O debate ganhou força em 2026 após pesquisas indicarem apoio popular à redução dajornada de trabalho, especialmente sob o argumento de melhora na qualidade de vida e equilíbrio entre trabalho e família.

Argentina: reforma trabalhista amplia flexibilização

Enquanto o Brasil discute redução, a Argentina avançou em outra direção.

O Senado argentino aprovou uma reforma trabalhista dentro do pacote econômico do presidente Javier Milei. A proposta faz parte de uma agenda de desregulamentação e estímulo à competitividade.

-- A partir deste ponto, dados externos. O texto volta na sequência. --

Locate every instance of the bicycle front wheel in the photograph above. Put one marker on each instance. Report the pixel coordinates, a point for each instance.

Entre os principais pontos aprovados:

  • Maior liberdade para acordos individuais e setoriais
  • Mudanças nas regras de contratação e demissão
  • Redução de penalidades trabalhistas
  • Possibilidade legal de jornadas estendidas, incluindo turnos de até 12 horas em determinados contextos

⚠️ Importante esclarecer:
A jornada padrão argentina continua sendo de 8 horas diárias. A reforma não impõe 12 horas obrigatórias para todos os trabalhadores, mas permite esse tipo de arranjo sob acordos específicos e regimes diferenciados.

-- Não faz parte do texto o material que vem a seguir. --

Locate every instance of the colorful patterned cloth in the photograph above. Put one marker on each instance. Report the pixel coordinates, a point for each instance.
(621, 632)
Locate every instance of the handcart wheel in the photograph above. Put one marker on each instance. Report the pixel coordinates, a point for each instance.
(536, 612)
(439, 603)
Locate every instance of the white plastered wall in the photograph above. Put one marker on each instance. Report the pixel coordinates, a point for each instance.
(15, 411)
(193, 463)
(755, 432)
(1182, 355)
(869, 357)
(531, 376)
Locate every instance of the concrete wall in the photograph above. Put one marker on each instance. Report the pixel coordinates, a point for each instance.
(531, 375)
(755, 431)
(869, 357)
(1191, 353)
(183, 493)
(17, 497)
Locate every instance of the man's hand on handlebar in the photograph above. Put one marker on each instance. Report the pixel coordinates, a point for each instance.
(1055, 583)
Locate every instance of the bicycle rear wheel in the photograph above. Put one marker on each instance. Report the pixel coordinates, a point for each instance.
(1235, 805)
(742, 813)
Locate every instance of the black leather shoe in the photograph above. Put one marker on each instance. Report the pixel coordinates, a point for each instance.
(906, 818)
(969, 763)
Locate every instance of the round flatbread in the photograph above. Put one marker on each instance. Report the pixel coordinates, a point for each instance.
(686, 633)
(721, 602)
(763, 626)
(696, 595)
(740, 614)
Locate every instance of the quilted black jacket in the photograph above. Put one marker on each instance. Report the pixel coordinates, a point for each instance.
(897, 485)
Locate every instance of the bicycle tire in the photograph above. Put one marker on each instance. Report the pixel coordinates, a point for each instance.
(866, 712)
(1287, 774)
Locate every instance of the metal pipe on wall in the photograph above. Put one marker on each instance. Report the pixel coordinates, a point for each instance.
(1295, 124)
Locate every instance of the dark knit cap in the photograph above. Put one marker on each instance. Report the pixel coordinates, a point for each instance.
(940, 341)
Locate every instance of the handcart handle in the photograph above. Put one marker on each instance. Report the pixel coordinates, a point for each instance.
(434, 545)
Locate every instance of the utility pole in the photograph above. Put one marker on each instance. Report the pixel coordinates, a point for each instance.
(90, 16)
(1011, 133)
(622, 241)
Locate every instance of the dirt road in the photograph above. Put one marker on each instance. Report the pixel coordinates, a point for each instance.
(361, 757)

A justificativa do governo é aumentar competitividade, reduzir custos e atrair investimentos.

Dois países vizinhos, duas estratégias econômicas

A comparação revela prioridades distintas.

📍 Brasil

  • Debate focado em qualidade de vida
  • Pressão sindical por redução de jornada
  • Discussão sobre possível impacto nos custos empresariais
  • Proposta ainda em tramitação

📍 Argentina

  • Reforma já aprovada no Senado
  • Ênfase em flexibilização e produtividade
  • Estratégia de redução de rigidez regulatória
  • Governo defende estímulo à formalização e ao investimento

Impactos e debates em ambos os lados

No Brasil, críticos alertam que a redução da jornada de trabalho pode elevar custos trabalhistas caso não haja redução proporcional de salários. Defensores argumentam que pode haver redistribuição de empregos e melhora na qualidade de vida.

Na Argentina, sindicatos protestaram contra a reforma por entenderem que ela reduz proteções históricas. O governo, por outro lado, afirma que a rigidez anterior dificultava contratações formais.

O debate central, nos dois países, gira em torno da mesma questão:

O crescimento econômico depende de mais flexibilidade ou de melhores condições de trabalho?

O que esperar nos próximos meses?

No Brasil, a proposta ainda precisa:

  • Ser votada no plenário do Senado
  • Passar pela Câmara dos Deputados
  • Receber sanção presidencial

Na Argentina, a reforma já avançou no Senado e faz parte do conjunto de mudanças estruturais promovidas pelo governo atual.

O cenário indica que 2026 pode marcar um momento histórico para o mercado de trabalho no Cone Sul — com dois modelos diferentes sendo testados quase simultaneamente.

Conclusão

Brasil e Argentina vivem hoje um contraste interessante:

  • Um debate sobre reduzir a jornada e enfraquecer a escala 6×1
  • Uma reforma que amplia a flexibilidade e permite jornadas estendidas

Ainda é cedo para afirmar qual modelo trará melhores resultados econômicos ou sociais. Mas uma coisa é certa: o futuro do trabalho na região está sendo redesenhado agora.

E os efeitos dessas decisões poderão ser sentidos por milhões de trabalhadores nos dois países.